I suspect that this may have caused air to enter into the engine directly, bypassing the filters, and the air sensor located in one of big air hoses, sitting before the right air filter.
Q1: Can this explain my problems ?
Additional questions:
Q2: The cylinder holding the MAF (see picture “MAF cylinder dirty”), is very dirty at the bottom. Is this normal ?
Q3: The air filters are not that dirty, but from 2001. Problem ?
Reason for filter box being loose: the 2 vertical arms supposed to click into the 2 horizontal ones, at the back of the filter box are missing from the engine block – apparently broken off. (See picture “Air filter box”)
Q4: Would anyone happen to know how long these are ? I’ll try to fasten 2 screws instead, which can hold the filter box in place.
Today performed the following work to fix the problem:
- Generator output checked, and verified.
- New air filters.
- Cleaned the throttle with throttle cleaner spray (the dirty stuff is almost gone).
- Cleaned the MAF with air sensor cleaner spray (looks less dirty now).
Problem not solved.
Remains to be done/tried:
- New 100 ah battery (I am picking one up later today)
- Ignition coils
- Viring harness
- Distributor caps / rotors
- Oxygen sensor
- Mass flow sensor (replace)
- Clogged cat. Converter
- Starter lockout switch
- Fuel filter
- Intake Air Leak
i suggested a new battery to avoid the car not starting in the very near future, not becuase of your shutting off problem
here are the things to do IN ORDER until you find the problem, so you dont end up replacing the ENGINE trying to find the problem with no luck
-Spark Plugs (replace)
-ingnition rotor (clean with sanding paper/replace)

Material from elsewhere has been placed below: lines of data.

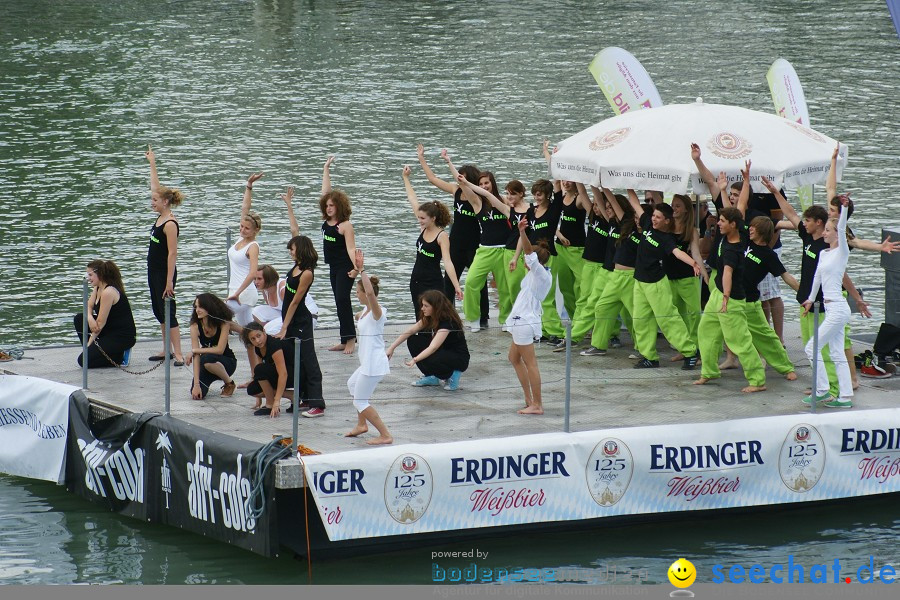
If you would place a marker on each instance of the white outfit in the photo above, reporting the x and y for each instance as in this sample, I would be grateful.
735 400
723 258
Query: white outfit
240 269
373 362
524 321
829 276
270 316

-dis cap (clean with sanding paper/replace)
-check wiring harness
-check ignition wire set for leaking spark
-replace fuel filter
-check fuel pump pressure
-check fuel injector(s)
vacuum leaks usually do not cause the car to die, unless they are major major ones, in such case, you can usually hear the vaccum leak before you can feel it, so i doubt thats what's causing it.

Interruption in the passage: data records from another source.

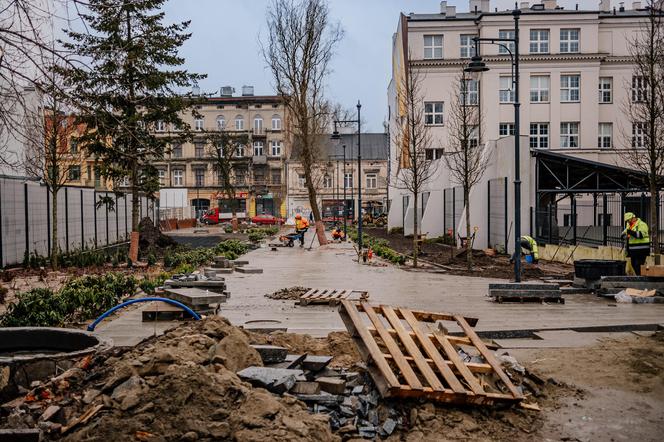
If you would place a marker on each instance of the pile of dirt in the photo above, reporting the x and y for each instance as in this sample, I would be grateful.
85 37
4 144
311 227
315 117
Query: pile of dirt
179 386
290 293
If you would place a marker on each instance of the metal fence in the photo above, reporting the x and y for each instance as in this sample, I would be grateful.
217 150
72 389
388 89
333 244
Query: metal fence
497 228
25 219
592 219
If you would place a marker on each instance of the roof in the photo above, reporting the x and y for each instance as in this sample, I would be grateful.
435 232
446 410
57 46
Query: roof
375 146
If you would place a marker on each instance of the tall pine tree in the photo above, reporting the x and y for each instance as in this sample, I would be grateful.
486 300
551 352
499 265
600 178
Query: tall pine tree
126 85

test the car after EACH components has been replaced/checked so you can find out for sure what caused it. do ONE thing at a time.

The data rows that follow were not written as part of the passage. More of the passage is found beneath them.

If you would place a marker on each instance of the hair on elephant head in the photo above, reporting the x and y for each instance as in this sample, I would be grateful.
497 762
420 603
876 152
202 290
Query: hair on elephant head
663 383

Since last posting, have performed the following work to fix the problem:
- Installed a new 100 ah Exide ultra extreme battery (Instead of the 63 ah).
- Replaced 7 out of 8 sparkplugs (Beru Ultra-X). Had some challenges getting the cap off almost all the plugs. Had big problems getting the cap off the last one (see picture). In general it appeared that the age and state of the ignition cables were questionable. There seemed to be 2 different types of cable (see picture) and some of them were very rigid, the rest soft and flexible. The red ones bore the MB emblem and sparepart id, the black ones did not. I cleaned the 7 caps with contact cleaner, before applying them to the spark plugs again.
Status: I have been unable to reproduce the problem today . However the weather is less moist today, than it has been the other days where problem have been apparent. Also I did not have a lot of time to play around, reproducing.
Will look for new ignition wires, to be on the safe side, and also because I will probably ruin the last cap, in my attempts at getting the last plug out....
lovely, replace your wire set, and check the ignition dis cap and rotor.
a long needle nose will help in these cases, have a new wire set handy before you start woking, the wires look like they are worn enough to snap if you force them out.